[ICLR’26 Oral] The "Grokking" Moment in Decentralized Learning: On The Surprising Effectiveness of A Single Global Merging

Authors: Tongtian Zhu, Tianyu Zhang, Mingze Wang, Zhanpeng Zhou†, Can Wang

Openreview: https://openreview.net/forum?id=zrFnwRHuQo

Code: https://github.com/Raiden-Zhu/ICLR-2026-Grokking-in-Decentralized-Learning

https://github.com/Raiden-Zhu/ICLR-2026-Grokking-in-Decentralized-Learning

We release the source code to reproduce the experiments in this paper. Additionally, the repo includes a lightweight simulator for gossip-based decentralized learning with limited compute.

TL;DR

We often expect frequent communication is necessary for distributed learning. Our research challenges this view and reveals a counterintuitive truth: Distributed agents can train in near-disconnected way, then a single global merging at the very end of training results in a "grokking-like" phase transition: a sudden, steep recovery of performance that matches fully synchronized training. To explain this phenomenon, we provide a new theoretical framework explaining how "inconsistency" of model parameters combined with the loss landscape's high-order geometry can actually accelerate distributed training.

Figure 1: An Doraemon-style comic strip illustrating the paper's core intuition.

Table of Contents

Figure 2: Research roadmap of this paper.

1. Motivation: Optimizing The Marginal Utility of Communication

In distributed training, bandwidth is a scarce resource.

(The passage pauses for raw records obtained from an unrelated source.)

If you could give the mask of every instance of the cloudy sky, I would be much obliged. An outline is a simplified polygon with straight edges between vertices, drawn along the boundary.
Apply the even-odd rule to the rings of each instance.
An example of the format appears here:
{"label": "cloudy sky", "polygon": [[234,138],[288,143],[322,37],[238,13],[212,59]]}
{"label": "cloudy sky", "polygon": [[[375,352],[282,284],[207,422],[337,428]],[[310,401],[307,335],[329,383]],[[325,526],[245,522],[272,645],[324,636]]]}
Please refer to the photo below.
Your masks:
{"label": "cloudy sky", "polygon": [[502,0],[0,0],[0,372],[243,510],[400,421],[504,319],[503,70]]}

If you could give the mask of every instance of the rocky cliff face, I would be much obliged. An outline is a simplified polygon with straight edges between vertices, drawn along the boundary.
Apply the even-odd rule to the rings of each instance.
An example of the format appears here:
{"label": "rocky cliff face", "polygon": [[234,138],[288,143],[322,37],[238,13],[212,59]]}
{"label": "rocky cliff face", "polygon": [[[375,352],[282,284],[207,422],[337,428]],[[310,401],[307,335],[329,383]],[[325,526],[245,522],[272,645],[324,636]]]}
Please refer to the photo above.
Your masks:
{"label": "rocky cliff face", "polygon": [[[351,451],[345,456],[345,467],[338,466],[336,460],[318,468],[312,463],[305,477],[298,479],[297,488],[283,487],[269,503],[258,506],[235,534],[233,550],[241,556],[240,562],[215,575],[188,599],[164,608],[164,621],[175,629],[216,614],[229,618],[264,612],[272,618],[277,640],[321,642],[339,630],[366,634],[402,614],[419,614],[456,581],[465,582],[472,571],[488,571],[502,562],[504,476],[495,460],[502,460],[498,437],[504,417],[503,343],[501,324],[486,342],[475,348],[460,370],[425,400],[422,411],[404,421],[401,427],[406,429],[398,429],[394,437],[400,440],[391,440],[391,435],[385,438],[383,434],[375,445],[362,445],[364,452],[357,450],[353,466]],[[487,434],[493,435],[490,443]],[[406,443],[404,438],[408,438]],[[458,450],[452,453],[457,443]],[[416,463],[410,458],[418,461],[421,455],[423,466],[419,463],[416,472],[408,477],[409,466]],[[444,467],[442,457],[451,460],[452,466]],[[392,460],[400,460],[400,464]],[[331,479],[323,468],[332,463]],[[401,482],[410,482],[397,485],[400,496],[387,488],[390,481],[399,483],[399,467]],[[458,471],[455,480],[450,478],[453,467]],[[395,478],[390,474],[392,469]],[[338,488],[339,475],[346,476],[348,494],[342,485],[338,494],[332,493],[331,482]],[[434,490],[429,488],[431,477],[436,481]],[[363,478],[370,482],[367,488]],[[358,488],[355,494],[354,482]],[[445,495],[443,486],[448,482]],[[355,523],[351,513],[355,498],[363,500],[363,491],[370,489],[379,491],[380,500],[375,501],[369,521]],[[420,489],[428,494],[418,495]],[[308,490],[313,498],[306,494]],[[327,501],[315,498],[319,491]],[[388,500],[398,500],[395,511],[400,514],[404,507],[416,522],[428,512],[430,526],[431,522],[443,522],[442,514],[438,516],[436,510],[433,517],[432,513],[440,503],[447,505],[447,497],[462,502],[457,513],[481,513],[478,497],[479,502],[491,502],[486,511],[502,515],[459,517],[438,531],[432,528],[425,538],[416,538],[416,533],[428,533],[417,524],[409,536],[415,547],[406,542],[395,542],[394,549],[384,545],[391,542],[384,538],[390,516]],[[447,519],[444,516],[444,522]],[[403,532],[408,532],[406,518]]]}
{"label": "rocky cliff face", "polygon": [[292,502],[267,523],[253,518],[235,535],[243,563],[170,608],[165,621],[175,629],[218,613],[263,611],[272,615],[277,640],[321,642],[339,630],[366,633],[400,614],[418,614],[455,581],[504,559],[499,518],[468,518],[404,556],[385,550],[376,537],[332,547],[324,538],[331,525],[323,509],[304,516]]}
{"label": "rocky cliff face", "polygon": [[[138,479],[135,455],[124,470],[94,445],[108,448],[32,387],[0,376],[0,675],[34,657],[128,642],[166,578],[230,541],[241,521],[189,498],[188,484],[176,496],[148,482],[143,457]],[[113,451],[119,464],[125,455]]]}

This scarcity is critically intensified by the demands of modern AI: training foundation models with billions of parameters turns communication into a heavy burden, requiring the constant transmission of massive model states. Imagine you have limited bandwidth and multiple training jobs running concurrently in a cluster. Which task deserves the bandwidth?

The conventional approach is "fairness": everyone synchronizes all the time. But is this economically optimal? Given the sheer cost of synchronizing such large models, treating communication as a "constant necessity" is a luxury we may not be able to afford.

While existing research has exhaustively optimized who we communicate with (Spatial Allocation via communication topology design), it often overlooks the dimension of time (Temporal Allocation). If bandwidth is a limited budget, we must determine the most effective moment to spend it. This leads us to our core question:

Research Question: How should communication be scheduled over time?

2. A Counterintuitive Phenomenon: The Surprising Effectiveness of a Single Global Merging

We usually expect that if decentralized agents don't communicate frequently, their models will drift hopelessly apart, especially when their data is highly heterogeneous. Our experiment challenged this assumption with a radical test: What if we allow agents to train in near-silence and only synchronize once?

The Setup: We simulated a challenging environment where agents hold highly distinct data distributions (Non-IID). For the vast majority of training (the “silent phases”), agents communicated only through sparse, occasional random gossip, allowing their local parameters to drift apart significantly. See Appendix C.1 of our paper for details and the Additional Background of Decentralized Learning section for context.